PriVi: Towards A General-Purpose Video Model For Primate Behavior In The Wild
- URL: http://arxiv.org/abs/2511.09675v2
- Date: Sat, 15 Nov 2025 09:24:28 GMT
- Title: PriVi: Towards A General-Purpose Video Model For Primate Behavior In The Wild
- Authors: Felix B. Mueller, Jan F. Meier, Timo Lueddecke, Richard Vogg, Roger L. Freixanet, Valentin Hassler, Tiffany Bosshard, Elif Karakoc, William J. O'Hearn, Sofia M. Pereira, Sandro Sehner, Kaja Wierucka, Judith Burkart, Claudia Fichtel, Julia Fischer, Alexander Gail, Catherine Hobaiter, Julia Ostner, Liran Samuni, Oliver Schülke, Neda Shahidi, Erin G. Wessling, Alexander S. Ecker,
- Abstract summary: We introduce PriVi, a large-scale primate-centric video pretraining dataset.<n>We pretrain V-JEPA, a large-scale video model, on PriVi to learn primate-specific representations.<n>Results demonstrate that primate-centric pretraining substantially improves data efficiency and generalization.

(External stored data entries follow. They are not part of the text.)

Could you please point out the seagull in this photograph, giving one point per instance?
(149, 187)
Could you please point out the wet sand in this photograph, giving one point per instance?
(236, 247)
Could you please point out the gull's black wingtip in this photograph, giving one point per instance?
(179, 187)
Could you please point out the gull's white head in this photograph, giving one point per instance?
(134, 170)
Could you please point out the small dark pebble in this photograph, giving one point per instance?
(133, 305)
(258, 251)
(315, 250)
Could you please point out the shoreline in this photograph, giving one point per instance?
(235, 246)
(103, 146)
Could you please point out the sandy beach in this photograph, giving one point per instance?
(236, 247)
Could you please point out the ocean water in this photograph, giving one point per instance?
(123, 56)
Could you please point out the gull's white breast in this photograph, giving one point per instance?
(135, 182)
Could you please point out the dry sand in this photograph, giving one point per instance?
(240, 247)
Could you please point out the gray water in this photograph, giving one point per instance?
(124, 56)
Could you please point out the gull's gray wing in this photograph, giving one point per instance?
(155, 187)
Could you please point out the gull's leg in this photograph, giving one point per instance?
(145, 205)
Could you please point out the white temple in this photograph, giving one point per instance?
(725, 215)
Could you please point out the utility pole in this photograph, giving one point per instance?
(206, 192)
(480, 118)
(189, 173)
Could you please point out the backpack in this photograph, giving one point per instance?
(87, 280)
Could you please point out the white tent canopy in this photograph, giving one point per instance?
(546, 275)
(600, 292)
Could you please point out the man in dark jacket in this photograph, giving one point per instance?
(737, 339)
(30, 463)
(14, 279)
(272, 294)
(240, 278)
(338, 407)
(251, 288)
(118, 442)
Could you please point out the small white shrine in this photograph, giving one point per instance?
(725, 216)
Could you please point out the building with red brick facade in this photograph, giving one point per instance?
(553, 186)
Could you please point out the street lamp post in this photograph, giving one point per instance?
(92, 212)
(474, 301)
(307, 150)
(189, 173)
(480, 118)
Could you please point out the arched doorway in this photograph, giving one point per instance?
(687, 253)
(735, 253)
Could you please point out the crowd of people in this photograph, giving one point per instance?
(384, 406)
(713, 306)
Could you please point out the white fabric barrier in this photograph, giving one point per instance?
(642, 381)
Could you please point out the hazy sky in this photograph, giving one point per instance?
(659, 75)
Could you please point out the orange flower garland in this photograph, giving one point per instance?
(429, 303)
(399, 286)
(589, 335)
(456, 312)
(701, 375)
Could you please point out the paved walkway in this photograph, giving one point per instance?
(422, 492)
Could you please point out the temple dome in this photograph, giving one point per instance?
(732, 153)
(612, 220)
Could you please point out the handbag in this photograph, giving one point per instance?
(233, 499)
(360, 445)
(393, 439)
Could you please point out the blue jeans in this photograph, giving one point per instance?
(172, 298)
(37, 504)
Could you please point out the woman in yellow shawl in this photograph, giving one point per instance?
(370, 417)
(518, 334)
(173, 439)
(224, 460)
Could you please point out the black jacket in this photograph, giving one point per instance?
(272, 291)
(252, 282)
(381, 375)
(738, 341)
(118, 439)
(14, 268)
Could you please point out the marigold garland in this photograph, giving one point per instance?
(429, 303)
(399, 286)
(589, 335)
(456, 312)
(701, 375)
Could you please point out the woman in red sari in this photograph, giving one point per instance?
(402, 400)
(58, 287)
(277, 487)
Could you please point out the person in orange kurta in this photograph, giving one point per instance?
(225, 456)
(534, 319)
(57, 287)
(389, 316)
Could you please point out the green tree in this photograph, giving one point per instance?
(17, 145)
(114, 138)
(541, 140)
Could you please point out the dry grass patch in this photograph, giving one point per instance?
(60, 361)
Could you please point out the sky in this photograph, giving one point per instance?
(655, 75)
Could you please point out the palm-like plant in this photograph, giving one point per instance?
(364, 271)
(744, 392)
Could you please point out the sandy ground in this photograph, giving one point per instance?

- Score: 50.656578456979496
- License: http://arxiv.org/licenses/nonexclusive-distrib/1.0/
- Abstract: Non-human primates are our closest living relatives, and analyzing their behavior is central to research in cognition, evolution, and conservation. Computer vision could greatly aid this research, but existing methods often rely on human-centric pretrained models and focus on single datasets, which limits generalization. We address this limitation by shifting from a model-centric to a data-centric approach and introduce PriVi, a large-scale primate-centric video pretraining dataset. PriVi contains 424 hours of curated video, combining 174 hours from behavioral research across 11 settings with 250 hours of diverse web-sourced footage, assembled through a scalable data curation pipeline. We pretrain V-JEPA, a large-scale video model, on PriVi to learn primate-specific representations and evaluate it using a lightweight frozen classifier. Across four benchmark datasets, ChimpACT, BaboonLand, PanAf500, and ChimpBehave, our approach consistently outperforms prior work, including fully finetuned baselines, and scales favorably with fewer labels. These results demonstrate that primate-centric pretraining substantially improves data efficiency and generalization, making it a promising approach for low-label applications. Code, models, and the majority of the dataset will be made available.